Gabby Petito's story is boosted by social media and true-crime craze

Gabby Petito's disappearance and nearly certain death, as well as the police search for her boyfriend, have sparked a frenzy online. Many armchair detectives are sharing tips, possible sightings, and theories via TikTok and YouTube.

Gabby Petito's story is boosted by social media and true-crime craze

It is unclear if the internet sleuthing and frenzy of attention has contributed to the investigation. However, it has highlighted the connection between social media and public fascination with true-crime stories.

In a van she had decorated boho-chic, Petito, 22-year-old Petito and her boyfriend, Brian Laundrie, set off on a cross country road trip in the summer months.

The couple recorded their adventures on video and invited others to join them on their journey. They shared scenes of happy couples cartwheeling along beaches, hiking up mountain trails, and camping in the Utah desert.

They argued along the way and Laundrie returned to Florida alone in her van in September. A body thought to be Petito was found at the Wyoming border of Grand Teton National Park. Investigators are still not sure how she died, but they have identified Laundrie, who is now missing as a person of concern.
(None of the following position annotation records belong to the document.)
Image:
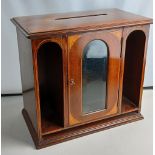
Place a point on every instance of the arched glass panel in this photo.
(94, 76)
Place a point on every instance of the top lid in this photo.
(33, 26)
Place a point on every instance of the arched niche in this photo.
(133, 66)
(50, 77)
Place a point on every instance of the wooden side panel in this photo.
(27, 77)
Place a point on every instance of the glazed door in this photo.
(93, 74)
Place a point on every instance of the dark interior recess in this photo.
(134, 55)
(50, 73)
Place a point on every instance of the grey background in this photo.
(11, 82)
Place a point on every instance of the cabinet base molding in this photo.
(79, 131)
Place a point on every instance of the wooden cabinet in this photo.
(81, 72)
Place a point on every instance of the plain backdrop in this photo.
(11, 81)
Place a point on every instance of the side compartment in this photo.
(134, 59)
(27, 79)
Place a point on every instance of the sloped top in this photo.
(33, 26)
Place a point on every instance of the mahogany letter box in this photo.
(81, 72)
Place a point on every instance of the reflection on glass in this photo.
(94, 75)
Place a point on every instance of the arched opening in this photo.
(94, 76)
(50, 74)
(134, 55)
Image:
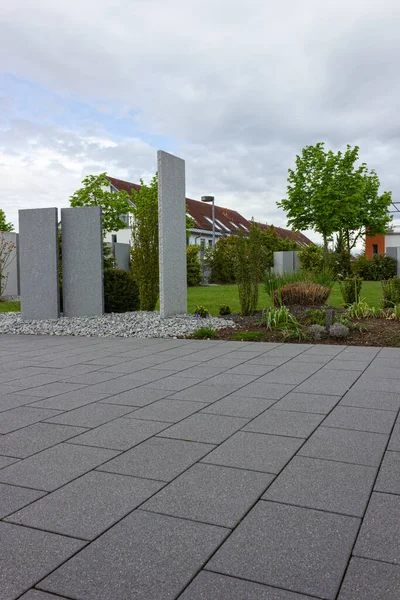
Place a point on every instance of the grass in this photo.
(213, 296)
(10, 306)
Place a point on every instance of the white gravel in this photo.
(134, 324)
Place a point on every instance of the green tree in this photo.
(249, 265)
(329, 193)
(95, 191)
(4, 226)
(144, 252)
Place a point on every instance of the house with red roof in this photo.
(227, 221)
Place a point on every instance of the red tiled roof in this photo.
(226, 220)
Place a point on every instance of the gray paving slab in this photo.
(91, 415)
(380, 531)
(9, 401)
(345, 445)
(7, 460)
(361, 419)
(120, 434)
(136, 397)
(314, 403)
(389, 474)
(35, 438)
(285, 422)
(28, 555)
(207, 585)
(70, 400)
(372, 399)
(370, 580)
(87, 506)
(143, 556)
(272, 391)
(16, 418)
(12, 498)
(394, 443)
(203, 393)
(37, 595)
(256, 451)
(210, 494)
(324, 485)
(168, 410)
(158, 458)
(329, 381)
(212, 429)
(51, 389)
(55, 466)
(298, 549)
(239, 406)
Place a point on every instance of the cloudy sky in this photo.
(235, 87)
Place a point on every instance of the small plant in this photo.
(224, 310)
(350, 288)
(248, 336)
(314, 317)
(338, 330)
(317, 332)
(361, 310)
(303, 293)
(201, 311)
(391, 292)
(205, 333)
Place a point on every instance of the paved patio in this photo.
(160, 469)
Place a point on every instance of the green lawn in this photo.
(213, 296)
(9, 306)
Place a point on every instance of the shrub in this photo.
(205, 333)
(350, 288)
(339, 330)
(121, 292)
(391, 292)
(303, 293)
(317, 332)
(311, 258)
(249, 265)
(224, 310)
(193, 266)
(376, 268)
(250, 336)
(201, 311)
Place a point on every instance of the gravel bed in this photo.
(134, 324)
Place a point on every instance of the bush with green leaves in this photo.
(391, 292)
(205, 333)
(121, 292)
(379, 267)
(249, 265)
(224, 310)
(201, 311)
(311, 258)
(193, 266)
(350, 288)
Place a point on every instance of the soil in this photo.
(364, 332)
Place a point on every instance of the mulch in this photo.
(365, 332)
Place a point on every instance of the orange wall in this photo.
(376, 239)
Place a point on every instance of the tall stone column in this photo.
(172, 234)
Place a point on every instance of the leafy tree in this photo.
(144, 252)
(329, 193)
(95, 191)
(4, 226)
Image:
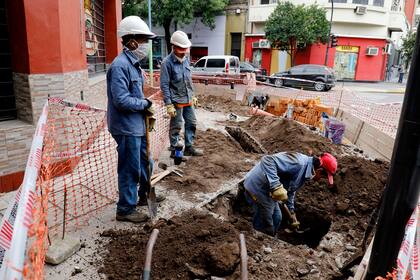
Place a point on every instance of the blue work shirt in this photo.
(126, 102)
(176, 80)
(291, 169)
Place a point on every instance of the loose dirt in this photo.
(197, 246)
(223, 159)
(221, 100)
(277, 134)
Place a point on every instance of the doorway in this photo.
(345, 62)
(236, 39)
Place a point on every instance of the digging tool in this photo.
(151, 194)
(289, 217)
(149, 251)
(244, 257)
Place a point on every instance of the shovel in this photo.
(287, 213)
(150, 189)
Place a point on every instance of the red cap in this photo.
(329, 163)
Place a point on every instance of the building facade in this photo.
(368, 32)
(49, 48)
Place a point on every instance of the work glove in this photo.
(170, 109)
(294, 223)
(279, 193)
(195, 102)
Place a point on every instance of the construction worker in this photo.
(127, 108)
(176, 85)
(276, 178)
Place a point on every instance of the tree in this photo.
(292, 27)
(166, 12)
(407, 47)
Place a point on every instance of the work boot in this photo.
(173, 156)
(143, 200)
(134, 217)
(191, 151)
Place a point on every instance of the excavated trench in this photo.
(314, 226)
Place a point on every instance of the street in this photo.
(380, 93)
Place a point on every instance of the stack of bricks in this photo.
(308, 111)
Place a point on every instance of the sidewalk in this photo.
(381, 87)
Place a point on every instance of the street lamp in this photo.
(329, 34)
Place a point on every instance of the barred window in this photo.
(95, 36)
(363, 2)
(338, 1)
(379, 3)
(7, 97)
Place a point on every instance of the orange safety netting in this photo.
(78, 173)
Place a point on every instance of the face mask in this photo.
(141, 51)
(180, 59)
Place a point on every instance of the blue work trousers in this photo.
(132, 170)
(187, 115)
(267, 216)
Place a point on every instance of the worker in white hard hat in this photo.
(176, 85)
(127, 108)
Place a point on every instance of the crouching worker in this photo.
(276, 178)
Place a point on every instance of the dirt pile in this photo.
(278, 135)
(220, 100)
(223, 159)
(195, 245)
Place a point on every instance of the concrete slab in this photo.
(62, 249)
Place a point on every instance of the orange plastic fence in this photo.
(78, 174)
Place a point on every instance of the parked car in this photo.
(260, 73)
(226, 64)
(144, 63)
(319, 77)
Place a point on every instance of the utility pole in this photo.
(150, 45)
(329, 34)
(403, 186)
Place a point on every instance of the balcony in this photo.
(397, 22)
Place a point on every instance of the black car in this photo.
(319, 77)
(260, 74)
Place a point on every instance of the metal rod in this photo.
(151, 74)
(149, 251)
(64, 212)
(329, 34)
(244, 257)
(403, 186)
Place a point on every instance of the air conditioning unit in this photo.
(360, 10)
(372, 51)
(264, 44)
(388, 48)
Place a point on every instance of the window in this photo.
(236, 44)
(233, 62)
(216, 63)
(379, 3)
(95, 36)
(200, 63)
(363, 2)
(7, 97)
(297, 70)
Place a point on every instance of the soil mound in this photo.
(222, 103)
(191, 246)
(223, 159)
(278, 135)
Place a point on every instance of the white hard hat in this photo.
(133, 25)
(180, 39)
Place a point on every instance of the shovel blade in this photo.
(151, 203)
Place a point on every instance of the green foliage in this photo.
(407, 48)
(164, 12)
(291, 27)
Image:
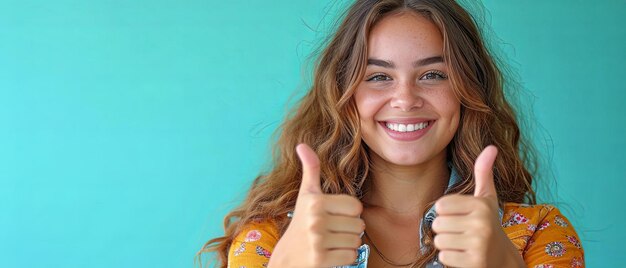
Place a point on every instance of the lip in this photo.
(406, 136)
(407, 120)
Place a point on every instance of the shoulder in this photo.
(542, 234)
(254, 244)
(258, 230)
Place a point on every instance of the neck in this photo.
(403, 191)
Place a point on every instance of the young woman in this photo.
(407, 144)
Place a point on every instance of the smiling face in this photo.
(407, 109)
Social media users were fascinated by the case, and they have been looking through the abundance of photos and video online for clues.

Joseph Scott Morgan, a Jacksonville State University professor in Forensics and an expert on high-profile cases of murder, said that "a lot of it has do with the cross country journey they were documenting." He added, "They are young and they are attractive people."

A police bodycam video of the couple, released last week by the Utah State Police, shows them after being pulled over in Moab in August. The van was seen speeding up and hitting a curb. Petito was crying after they got into a fight. Laundrie said tension had been building since they had been traveling together for several months.

Reddit, Instagram and YouTube, Facebook, TikTok, Twitter, and YouTube all picked up theories and observations.

Users have explored Petito's Spotify playlists, Laundrie’s reading habits, and the couple's digitally bookmark trails. One TikTok user claimed to have met Laundrie while hitchhiking.

A couple who record their bus journeys on YouTube claimed that they looked through their footage from near Grand Teton to find what they believed was their white van. They uploaded an image of the van with a large red arrow pointing at it and the words "We found Gabby Petito’s van." They claimed that this was what led investigators into the location where the body was discovered.

The FBI did not provide any details about the circumstances or say if other tips from internet sleuths were involved.

Michael Alcazar is a former New York City detective who was also a professor at John Jay College of Criminal Justice. He said that Petito's Instagram account provided investigators with places to begin and that social media has become a rich source of information.

He said that Instagramgram was "kind of like the picture on the milk carton except it reaches so much people quickly."

Some users spread misinformation by reporting possible sightings, including Petito and Laundrie, that were incorrect.

Hannah Matthews, a TikTok user hailing from Salt Lake City, confessed to becoming obsessed with the case. She said she felt Petito was her and identified with her. She has created 14 videos that detail theories and provide updates about the case. One of the videos suggests Petito didn't write an Instagram post. It has been viewed nearly 2,000,000 times.

She said that the case seemed odd from the start and that she did more research with (collaborating) others on social media. "The case just kept growing and taking turns," she added.

On Tuesday, #gabbypetito had received over 650 million views on TikTok. Comparatively, the #FreeBritney posts on Britney Spears' attempt to end her conservatorship have gotten 1.9 Billion views.

Kelli Boling, an advertising and public relations professor at the University of Nebraska-Lincoln, said that there are many reasons people are drawn to podcasts. She has also studied how listeners react to true-crime podcasts.

She stated that domestic violence victims often find such cases fascinating and can use them to help with their own personal experiences.

Boling stated that some people find it appealing from a place where they can heal or seek justice for young women.

Although Petito's family is deeply sympathized, others have noticed a double standard in their racial perceptions. They complain that the media and internet sleuths are heavily invested because Petito is young and white.

Alex Piquero is a University of Miami criminologist. He said, "There are many women of color, especially immigrants, that this happens all the time and we never hear of it."

Petito was also found in the state of Texas. Between 2011 and 2020, 710 Native Americans were reported as missing from that state.

A same-sex couple living in a van was reported missing. They were later found dead at a Moab campsite. This happened not long after Petito's boyfriend and Petito were stopped there by police. Although the deaths of Crystal Turner and Kylen Schulte received some media attention, they were not as well-reported as the Petito case.

This case occurred at a time when cross-country travel is booming, particularly in vans and recreational vehicles. Perhaps this was due to the isolation caused by the COVID-19 epidemic. Piquero stated that the couple's plans seemed like something from a romantic movie gone horribly wrong.

He said, "It has this whole atmosphere of intrigue." "People believe they can solve crimes.